The pattern across five years is that the static portions - science, history, geography, polity - decide the GK score. These are the areas where past papers repeat almost verbatim, so a PYQ-first approach here is especially effective. Practice CDS General Knowledge PYQs on Padhify to lock down the static portions before you touch current affairs.

The English paper (120 questions) is the most learnable of the three, because it tests a closed set of question types. Once you know the format, the paper becomes a scoring opportunity rather than a hurdle.

Question Type Approx. Questions (out of 120) Trend
Ordering of Words and Sentences 20 to 28 Consistently large
Reading Comprehension 20 to 30 Stable
Spotting Errors 18 to 22 Grammar-rule driven
Synonyms and Antonyms 18 to 22 Vocabulary-based
Sentence Improvement 8 to 12 Stable
Idioms, Phrases and Fill-ups 10 to 15 Predictable

Notice that grammar and sentence-arrangement types together make up more than half the paper. These reward pattern recognition, not deep study - exactly the kind of skill built by solving past papers back to back. The fastest way to build that instinct is to work through CDS English previous year questions on Padhify.

What the Last Five Years Tell Us

Pulling the three papers together, a few conclusions hold up across every recent session:

  1. The blueprint barely moves. Topic weightage in all three papers has stayed within narrow bands. What worked two years ago works now.
  2. Static beats current. In both maths and GK, the repeatable, static topics carry more marks than the fast-changing ones. Build there first.
  3. English is the accelerator. It is the easiest paper to improve quickly, and a strong English score cushions a tough maths day.
  4. Accuracy compounds. With one-third negative marking on every paper, the trend among high scorers is disciplined attempts, not maximum attempts.

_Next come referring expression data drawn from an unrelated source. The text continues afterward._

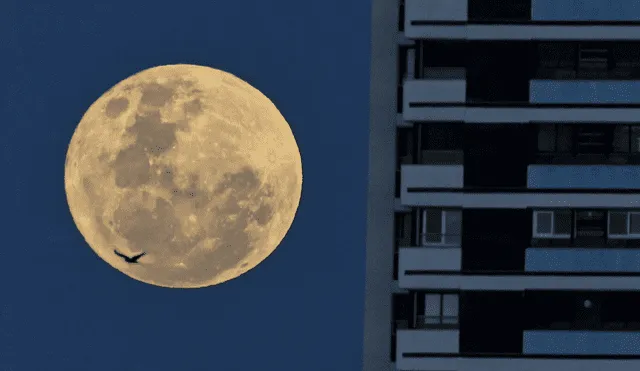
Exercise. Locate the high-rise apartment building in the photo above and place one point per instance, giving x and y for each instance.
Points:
(504, 198)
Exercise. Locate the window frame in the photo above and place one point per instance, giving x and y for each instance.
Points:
(551, 235)
(628, 235)
(441, 318)
(443, 229)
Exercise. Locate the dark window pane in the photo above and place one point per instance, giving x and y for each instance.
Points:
(618, 223)
(434, 226)
(543, 222)
(546, 138)
(635, 139)
(562, 222)
(621, 139)
(564, 138)
(634, 228)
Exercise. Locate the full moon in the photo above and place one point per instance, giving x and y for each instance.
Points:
(188, 164)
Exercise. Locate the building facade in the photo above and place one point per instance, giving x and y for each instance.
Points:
(504, 195)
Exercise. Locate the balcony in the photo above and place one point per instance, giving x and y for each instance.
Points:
(429, 100)
(606, 343)
(437, 176)
(519, 20)
(430, 258)
(559, 259)
(517, 281)
(517, 198)
(585, 10)
(509, 362)
(586, 92)
(583, 177)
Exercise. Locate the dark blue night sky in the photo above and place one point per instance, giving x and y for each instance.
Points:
(62, 308)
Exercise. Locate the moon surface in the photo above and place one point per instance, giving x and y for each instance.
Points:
(189, 164)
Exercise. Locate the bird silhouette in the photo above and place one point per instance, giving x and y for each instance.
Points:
(130, 260)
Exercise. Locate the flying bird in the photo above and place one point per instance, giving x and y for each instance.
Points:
(130, 260)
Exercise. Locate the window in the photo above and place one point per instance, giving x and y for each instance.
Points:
(441, 227)
(441, 137)
(635, 139)
(555, 138)
(624, 224)
(552, 224)
(590, 225)
(440, 309)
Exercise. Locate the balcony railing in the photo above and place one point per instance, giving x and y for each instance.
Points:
(567, 158)
(572, 73)
(439, 239)
(586, 243)
(597, 326)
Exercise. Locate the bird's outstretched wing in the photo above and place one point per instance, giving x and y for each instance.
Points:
(139, 256)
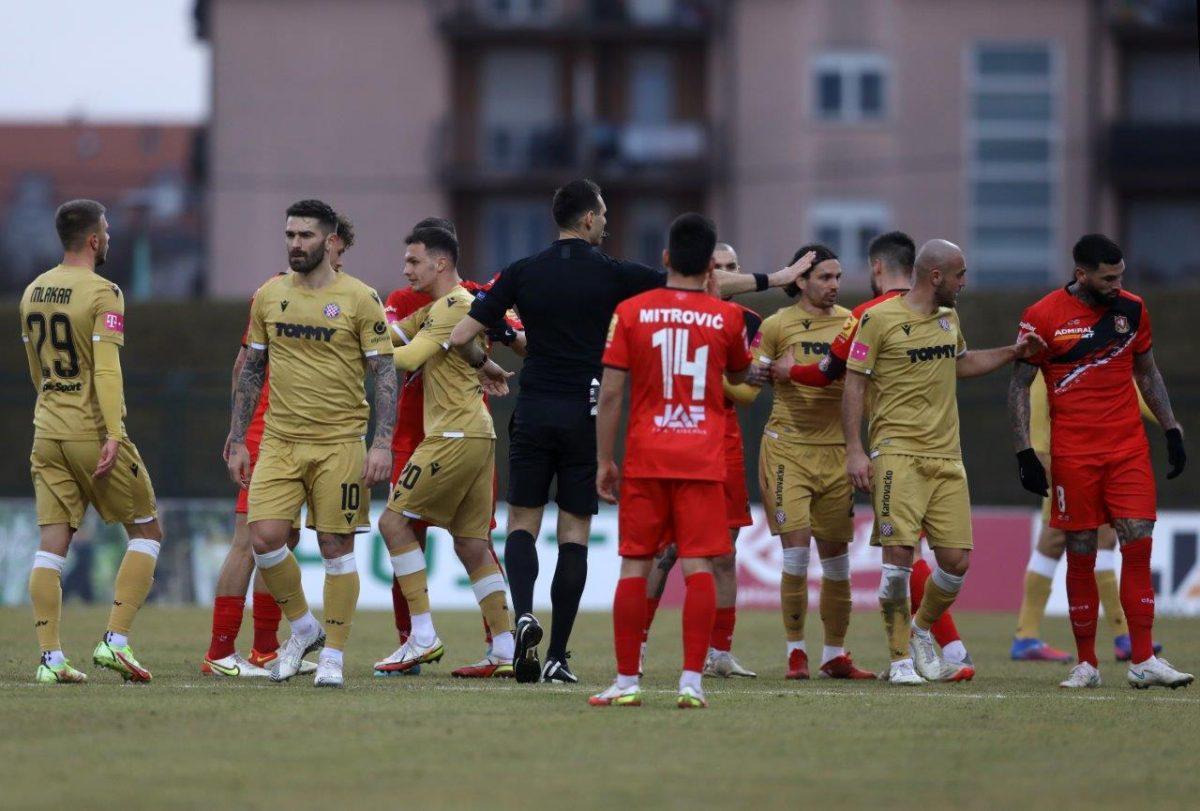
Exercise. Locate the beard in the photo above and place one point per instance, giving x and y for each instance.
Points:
(307, 262)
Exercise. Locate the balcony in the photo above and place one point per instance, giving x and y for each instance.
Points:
(531, 22)
(1149, 23)
(675, 156)
(1155, 156)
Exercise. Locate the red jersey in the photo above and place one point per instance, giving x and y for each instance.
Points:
(733, 445)
(676, 344)
(411, 409)
(1087, 367)
(255, 430)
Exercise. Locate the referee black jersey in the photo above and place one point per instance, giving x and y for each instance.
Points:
(565, 296)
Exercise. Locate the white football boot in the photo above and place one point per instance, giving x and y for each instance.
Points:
(329, 673)
(1157, 672)
(903, 673)
(1083, 676)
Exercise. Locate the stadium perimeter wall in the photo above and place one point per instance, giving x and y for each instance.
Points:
(178, 361)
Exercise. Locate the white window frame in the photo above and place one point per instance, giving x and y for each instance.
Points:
(1053, 170)
(849, 217)
(850, 66)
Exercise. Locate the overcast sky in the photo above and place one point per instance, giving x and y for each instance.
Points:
(105, 60)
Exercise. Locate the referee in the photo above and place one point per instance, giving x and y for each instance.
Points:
(565, 295)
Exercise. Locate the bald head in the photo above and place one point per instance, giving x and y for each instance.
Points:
(726, 258)
(939, 254)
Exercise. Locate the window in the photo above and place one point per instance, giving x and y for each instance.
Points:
(850, 86)
(847, 228)
(1013, 137)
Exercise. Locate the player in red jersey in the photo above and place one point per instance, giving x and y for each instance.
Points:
(1098, 344)
(229, 600)
(720, 661)
(891, 257)
(673, 344)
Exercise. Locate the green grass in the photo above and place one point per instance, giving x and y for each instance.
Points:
(1009, 738)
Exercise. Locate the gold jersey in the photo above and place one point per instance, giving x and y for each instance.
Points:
(454, 400)
(317, 342)
(911, 361)
(803, 414)
(63, 312)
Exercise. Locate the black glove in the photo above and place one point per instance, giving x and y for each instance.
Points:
(1033, 475)
(1176, 456)
(502, 332)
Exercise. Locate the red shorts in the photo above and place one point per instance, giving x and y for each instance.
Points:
(1089, 491)
(400, 458)
(252, 442)
(655, 511)
(737, 498)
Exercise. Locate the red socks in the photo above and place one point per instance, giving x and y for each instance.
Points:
(1084, 599)
(629, 623)
(400, 610)
(1138, 598)
(699, 614)
(652, 607)
(943, 630)
(267, 623)
(723, 629)
(226, 623)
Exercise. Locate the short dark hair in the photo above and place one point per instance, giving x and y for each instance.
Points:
(575, 199)
(436, 240)
(1093, 250)
(894, 248)
(76, 220)
(823, 252)
(690, 244)
(438, 222)
(346, 230)
(323, 212)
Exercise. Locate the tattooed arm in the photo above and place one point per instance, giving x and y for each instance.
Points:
(1153, 390)
(245, 401)
(1019, 403)
(377, 466)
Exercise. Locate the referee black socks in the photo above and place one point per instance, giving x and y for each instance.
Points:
(521, 566)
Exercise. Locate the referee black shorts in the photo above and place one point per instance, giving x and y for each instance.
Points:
(553, 439)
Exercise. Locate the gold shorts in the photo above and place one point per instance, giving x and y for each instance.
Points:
(328, 478)
(64, 485)
(807, 486)
(915, 493)
(448, 482)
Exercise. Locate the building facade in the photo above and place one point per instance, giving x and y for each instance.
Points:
(1009, 127)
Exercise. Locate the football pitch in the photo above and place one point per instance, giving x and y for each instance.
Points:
(1008, 739)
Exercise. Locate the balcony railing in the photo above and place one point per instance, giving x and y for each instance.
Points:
(1159, 157)
(585, 19)
(682, 152)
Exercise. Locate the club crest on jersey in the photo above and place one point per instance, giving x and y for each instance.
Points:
(678, 416)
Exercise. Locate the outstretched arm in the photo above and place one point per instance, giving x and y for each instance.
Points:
(377, 466)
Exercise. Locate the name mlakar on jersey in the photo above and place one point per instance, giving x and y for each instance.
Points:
(51, 295)
(677, 316)
(304, 331)
(931, 353)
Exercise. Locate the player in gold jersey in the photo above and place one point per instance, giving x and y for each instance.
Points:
(72, 322)
(323, 330)
(802, 468)
(906, 358)
(448, 480)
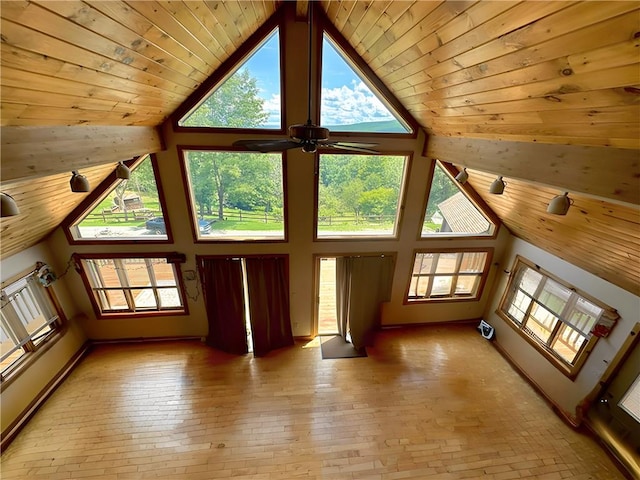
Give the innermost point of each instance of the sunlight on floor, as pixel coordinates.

Knowing the trends is only half the work - the other half is training on the actual questions that produced them. The most reliable CDS strategy is to let previous year papers drive your plan:

  • Start with a full past paper, untimed, to see where you stand against the weightage above.
  • Attack the heavy blocks first - arithmetic and geometry in maths, static science and humanities in GK, grammar types in English.
  • Practice chapter-wise, not randomly. Master percentages, then time-and-distance, then trigonometry - one topic to fluency before the next.
  • Respect negative marking. Skip any question where you cannot eliminate at least two options.
  • In the final month, simulate the real thing - take a full CDS mock test, timed, with no breaks.

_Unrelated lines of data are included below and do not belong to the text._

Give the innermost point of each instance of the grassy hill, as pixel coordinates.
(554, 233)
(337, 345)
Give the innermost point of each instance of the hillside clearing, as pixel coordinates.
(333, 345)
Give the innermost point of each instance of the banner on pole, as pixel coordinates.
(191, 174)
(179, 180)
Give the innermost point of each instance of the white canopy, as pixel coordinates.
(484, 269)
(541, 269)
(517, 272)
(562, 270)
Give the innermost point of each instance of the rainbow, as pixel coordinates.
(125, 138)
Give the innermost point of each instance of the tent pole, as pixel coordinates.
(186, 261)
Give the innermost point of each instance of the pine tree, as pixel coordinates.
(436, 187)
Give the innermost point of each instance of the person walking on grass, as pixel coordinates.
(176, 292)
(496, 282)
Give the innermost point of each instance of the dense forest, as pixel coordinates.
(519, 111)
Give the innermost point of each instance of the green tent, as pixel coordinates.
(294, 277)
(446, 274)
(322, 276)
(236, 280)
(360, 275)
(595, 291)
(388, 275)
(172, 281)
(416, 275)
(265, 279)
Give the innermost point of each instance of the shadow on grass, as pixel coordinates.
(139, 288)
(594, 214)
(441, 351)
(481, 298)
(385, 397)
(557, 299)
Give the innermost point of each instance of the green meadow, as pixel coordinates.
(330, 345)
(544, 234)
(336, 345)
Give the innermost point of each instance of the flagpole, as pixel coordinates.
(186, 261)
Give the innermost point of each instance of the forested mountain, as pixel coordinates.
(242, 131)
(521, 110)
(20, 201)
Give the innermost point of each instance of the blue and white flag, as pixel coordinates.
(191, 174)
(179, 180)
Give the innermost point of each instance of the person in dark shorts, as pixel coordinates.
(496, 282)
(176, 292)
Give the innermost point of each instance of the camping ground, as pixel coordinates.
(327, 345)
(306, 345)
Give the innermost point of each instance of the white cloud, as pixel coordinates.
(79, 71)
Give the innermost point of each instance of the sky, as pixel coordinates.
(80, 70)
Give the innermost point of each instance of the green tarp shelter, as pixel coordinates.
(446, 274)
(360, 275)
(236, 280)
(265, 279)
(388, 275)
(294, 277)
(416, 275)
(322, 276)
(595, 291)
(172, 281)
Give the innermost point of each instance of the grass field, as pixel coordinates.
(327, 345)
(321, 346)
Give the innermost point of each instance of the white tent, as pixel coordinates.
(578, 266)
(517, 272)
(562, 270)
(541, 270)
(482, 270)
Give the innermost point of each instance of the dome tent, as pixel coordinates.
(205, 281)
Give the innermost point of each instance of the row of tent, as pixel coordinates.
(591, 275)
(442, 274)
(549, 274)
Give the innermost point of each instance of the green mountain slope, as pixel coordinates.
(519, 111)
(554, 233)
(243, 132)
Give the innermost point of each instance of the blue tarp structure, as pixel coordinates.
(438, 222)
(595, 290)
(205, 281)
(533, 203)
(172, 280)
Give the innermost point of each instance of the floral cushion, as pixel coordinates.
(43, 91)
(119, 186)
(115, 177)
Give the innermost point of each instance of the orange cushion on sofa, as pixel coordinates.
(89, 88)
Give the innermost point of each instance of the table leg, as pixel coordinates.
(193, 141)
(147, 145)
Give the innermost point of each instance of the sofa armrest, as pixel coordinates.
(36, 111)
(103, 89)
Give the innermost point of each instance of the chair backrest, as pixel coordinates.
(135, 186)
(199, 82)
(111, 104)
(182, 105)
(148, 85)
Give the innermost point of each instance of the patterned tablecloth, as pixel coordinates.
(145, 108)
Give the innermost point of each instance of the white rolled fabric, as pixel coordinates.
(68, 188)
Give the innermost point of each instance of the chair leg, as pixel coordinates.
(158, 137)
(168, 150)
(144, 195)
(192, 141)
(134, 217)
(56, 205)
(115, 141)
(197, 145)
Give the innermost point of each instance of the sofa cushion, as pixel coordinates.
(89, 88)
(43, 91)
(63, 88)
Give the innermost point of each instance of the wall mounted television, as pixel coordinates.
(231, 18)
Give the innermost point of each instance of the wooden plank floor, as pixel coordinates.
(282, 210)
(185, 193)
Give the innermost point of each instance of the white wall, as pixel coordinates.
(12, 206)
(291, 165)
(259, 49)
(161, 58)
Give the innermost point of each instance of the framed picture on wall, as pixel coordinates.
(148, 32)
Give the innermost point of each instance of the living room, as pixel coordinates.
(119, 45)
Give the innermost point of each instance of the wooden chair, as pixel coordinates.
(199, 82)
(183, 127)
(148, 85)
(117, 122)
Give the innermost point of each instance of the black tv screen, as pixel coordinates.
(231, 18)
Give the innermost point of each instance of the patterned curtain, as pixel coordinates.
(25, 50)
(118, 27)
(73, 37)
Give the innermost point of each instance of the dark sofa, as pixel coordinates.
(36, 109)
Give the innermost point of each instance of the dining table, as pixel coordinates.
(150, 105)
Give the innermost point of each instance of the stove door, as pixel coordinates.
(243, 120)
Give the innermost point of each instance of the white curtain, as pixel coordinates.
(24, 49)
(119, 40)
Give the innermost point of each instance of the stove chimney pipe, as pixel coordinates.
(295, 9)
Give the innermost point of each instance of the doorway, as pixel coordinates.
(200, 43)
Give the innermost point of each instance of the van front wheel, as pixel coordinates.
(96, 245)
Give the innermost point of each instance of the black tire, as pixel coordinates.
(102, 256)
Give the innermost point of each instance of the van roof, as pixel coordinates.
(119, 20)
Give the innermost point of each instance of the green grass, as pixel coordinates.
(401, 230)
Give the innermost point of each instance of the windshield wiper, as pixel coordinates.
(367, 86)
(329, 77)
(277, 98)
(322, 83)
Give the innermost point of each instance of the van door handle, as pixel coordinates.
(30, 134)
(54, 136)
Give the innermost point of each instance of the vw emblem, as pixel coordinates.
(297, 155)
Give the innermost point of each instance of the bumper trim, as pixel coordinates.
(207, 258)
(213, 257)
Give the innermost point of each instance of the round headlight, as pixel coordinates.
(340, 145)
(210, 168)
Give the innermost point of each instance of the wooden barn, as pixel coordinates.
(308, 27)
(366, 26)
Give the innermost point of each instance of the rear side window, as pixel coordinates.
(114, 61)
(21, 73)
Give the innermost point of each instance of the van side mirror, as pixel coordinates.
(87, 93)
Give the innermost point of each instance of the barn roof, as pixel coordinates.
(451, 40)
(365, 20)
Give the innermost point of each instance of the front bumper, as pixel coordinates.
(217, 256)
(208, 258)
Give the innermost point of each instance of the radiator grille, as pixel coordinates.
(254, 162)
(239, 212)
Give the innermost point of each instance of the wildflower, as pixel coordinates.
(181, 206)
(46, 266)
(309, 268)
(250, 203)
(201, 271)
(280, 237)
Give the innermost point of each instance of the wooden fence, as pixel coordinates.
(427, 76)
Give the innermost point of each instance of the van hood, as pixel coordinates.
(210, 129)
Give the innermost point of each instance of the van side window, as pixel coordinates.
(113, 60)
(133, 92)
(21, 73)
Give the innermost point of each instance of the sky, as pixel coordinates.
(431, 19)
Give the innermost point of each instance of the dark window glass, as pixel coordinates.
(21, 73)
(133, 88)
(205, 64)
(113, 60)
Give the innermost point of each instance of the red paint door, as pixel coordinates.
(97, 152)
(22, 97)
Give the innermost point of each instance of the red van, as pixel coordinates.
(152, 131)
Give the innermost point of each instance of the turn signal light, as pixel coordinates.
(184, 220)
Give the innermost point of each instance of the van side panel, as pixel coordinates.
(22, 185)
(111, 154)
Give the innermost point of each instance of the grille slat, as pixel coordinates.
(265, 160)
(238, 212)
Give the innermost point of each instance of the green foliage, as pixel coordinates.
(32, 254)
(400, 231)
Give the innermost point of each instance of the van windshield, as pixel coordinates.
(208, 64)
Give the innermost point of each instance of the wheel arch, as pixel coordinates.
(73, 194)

You can practice all CDS previous year questions chapter-wise on Padhify - GK, Elementary Mathematics and English papers from recent years, organised by topic, with a clear explanation for every answer. Working through them is the fastest way to turn the trends above into marks.

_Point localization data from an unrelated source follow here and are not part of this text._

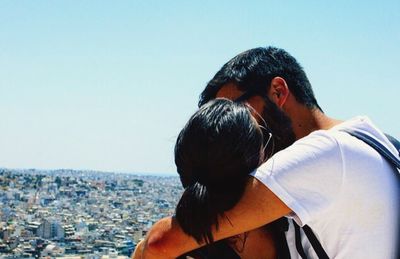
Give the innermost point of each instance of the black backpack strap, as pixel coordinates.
(278, 228)
(297, 238)
(394, 141)
(376, 145)
(315, 243)
(383, 151)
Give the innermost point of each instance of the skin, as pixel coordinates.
(259, 205)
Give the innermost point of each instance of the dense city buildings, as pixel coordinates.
(79, 214)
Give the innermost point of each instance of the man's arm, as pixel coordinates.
(257, 207)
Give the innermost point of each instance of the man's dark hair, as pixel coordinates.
(214, 154)
(254, 69)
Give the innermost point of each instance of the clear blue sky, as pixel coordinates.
(107, 85)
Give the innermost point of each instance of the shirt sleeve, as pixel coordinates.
(307, 176)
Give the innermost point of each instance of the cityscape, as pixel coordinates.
(80, 214)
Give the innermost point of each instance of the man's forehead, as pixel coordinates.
(230, 91)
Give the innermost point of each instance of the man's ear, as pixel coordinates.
(278, 91)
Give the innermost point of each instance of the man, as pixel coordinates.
(324, 178)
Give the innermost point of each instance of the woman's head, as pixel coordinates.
(214, 154)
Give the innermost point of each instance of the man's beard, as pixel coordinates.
(280, 125)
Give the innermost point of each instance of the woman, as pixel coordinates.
(219, 147)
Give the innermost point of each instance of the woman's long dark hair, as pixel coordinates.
(214, 154)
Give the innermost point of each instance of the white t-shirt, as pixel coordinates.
(342, 188)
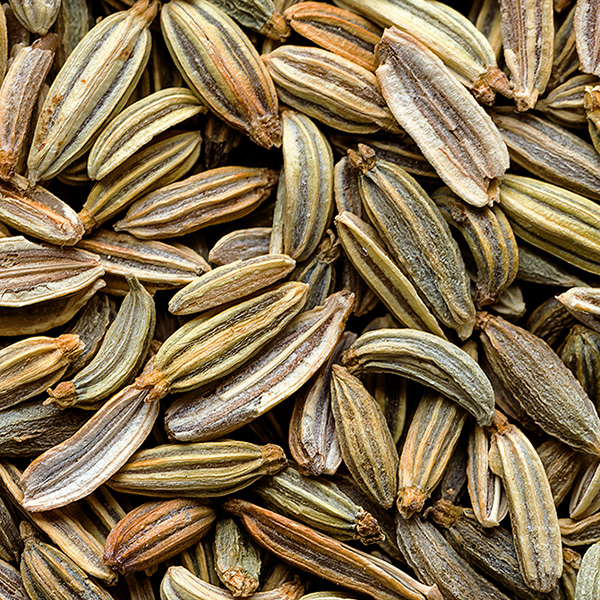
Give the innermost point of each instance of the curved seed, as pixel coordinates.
(366, 443)
(220, 63)
(312, 439)
(212, 197)
(586, 21)
(292, 358)
(201, 470)
(318, 503)
(447, 33)
(490, 239)
(94, 82)
(157, 165)
(330, 89)
(135, 126)
(541, 383)
(32, 273)
(75, 468)
(152, 262)
(560, 222)
(156, 531)
(120, 357)
(241, 244)
(514, 459)
(468, 155)
(335, 29)
(321, 555)
(308, 176)
(430, 442)
(230, 282)
(551, 152)
(528, 50)
(428, 359)
(212, 346)
(28, 367)
(418, 237)
(584, 304)
(367, 253)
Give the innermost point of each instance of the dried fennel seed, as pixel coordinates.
(233, 227)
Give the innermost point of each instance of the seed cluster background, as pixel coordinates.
(299, 300)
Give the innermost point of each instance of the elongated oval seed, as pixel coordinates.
(321, 555)
(289, 362)
(33, 273)
(367, 253)
(513, 458)
(220, 63)
(417, 235)
(156, 531)
(528, 51)
(120, 357)
(75, 468)
(31, 365)
(164, 265)
(156, 165)
(230, 282)
(447, 33)
(487, 495)
(237, 558)
(308, 185)
(48, 574)
(338, 30)
(210, 347)
(197, 470)
(35, 211)
(312, 439)
(490, 239)
(329, 88)
(429, 360)
(469, 156)
(435, 560)
(366, 443)
(137, 125)
(430, 441)
(541, 383)
(550, 152)
(96, 80)
(216, 196)
(586, 20)
(318, 503)
(560, 222)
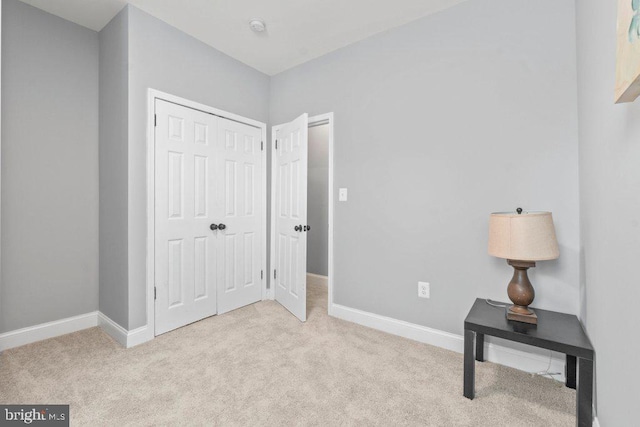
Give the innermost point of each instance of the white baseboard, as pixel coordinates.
(57, 328)
(513, 358)
(47, 330)
(317, 279)
(125, 338)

Frequently Asked Questions

Which maths topics carry the most weight in CDS?
Arithmetic is the largest block (around a third of the paper), followed by geometry and mensuration. Together, arithmetic and geometry account for roughly half the maths paper. You can practice them topic-wise here.
How much of CDS GK is current affairs?
Typically 15 to 20 questions out of 120. The larger share goes to static subjects - general science, history, geography and polity - which is why past GK papers are so useful here.
Is CDS English easy to score in?
It is the most learnable paper. More than half of it is grammar, error-spotting and sentence-arrangement - question types that repeat every year and reward practice over study.
Do CDS questions actually repeat?
The exact questions rarely repeat word for word, but the concepts and question types repeat relentlessly. A candidate who has solved five years of papers has seen the pattern of nearly every question.
How many past papers should I solve?
Aim for at least the last five years across all three papers, solved topic-wise first and then as full timed mocks in the final month.